In recent years, Life Science has doubled its sales with new products and is continuously investing in highly promising new technologies such as the BioContinuum platform. With this, Life Science wants to significantly simplify and accelerate the complex manufacturing process for biotech medicines for its customers. Additionally, Life Science is giving high priority to the steady expansion of its network of production and service sites as well as customer centricity in Asia and North America.
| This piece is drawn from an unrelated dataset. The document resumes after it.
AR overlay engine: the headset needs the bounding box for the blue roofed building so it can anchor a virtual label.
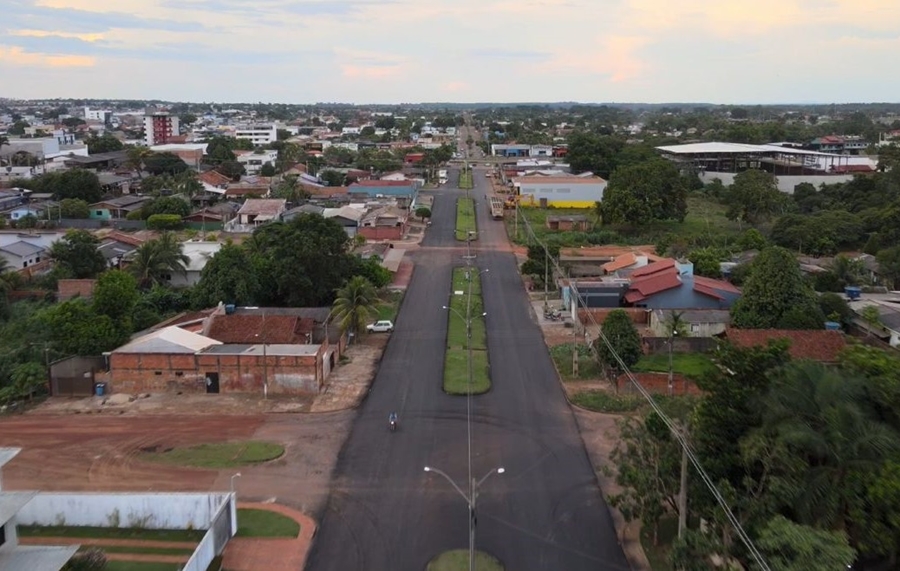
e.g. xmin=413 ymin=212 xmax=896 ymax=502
xmin=347 ymin=180 xmax=419 ymax=208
Performance Materials expected to resume growth as of 2020
Performance Materials has made significant progress with the implementation of its “Bright Future” transformation program announced in summer 2018. As a leading solutions provider in the electronic materials business, Performance Materials aims to benefit from sustainable growth trends, particularly the trend towards increasingly higher data volumes worldwide. As of 2020, Merck assumes that average annual sales growth in Performance Materials will range between 2% and 3%. The long-term EBITDA pre margin target is around 30%. Merck continues to assume that the market for semiconductor materials, measured in terms of silicon wafer area shipments (MSI, million square inches), will return to growth as of 2020. The planned acquisitions of the U.S. companies Versum Materials for around US$ 6.5 billion and Intermolecular for around US$ 62 million are expected to close in the second half of 2019, subject to regulatory clearances and the satisfaction of other customary closing conditions. The integration planning process has already made excellent progress.
The OLED materials business is also showing a tremendous growth dynamic. According to industry estimates, the volume of the overall market for OLED materials will exceed that for liquid crystal materials as of 2022. In August, Merck and Universal Display Corporation (UDC) announced an R&D cooperation in the OLED field in order to accelerate the development of new products and further advance OLED technology. In 2016, a collaboration agreement was entered into with Idemitsu Kosan, likewise a well-established developer of OLED materials. In order to further strengthen its presence in the OLED materials market in Asia, Merck opened an OLED technology center in Shanghai in 2018 in addition to its existing centers in Southeast Asia. Merck wants to work as a local partner with customers to advance innovations and shorten time-to-market.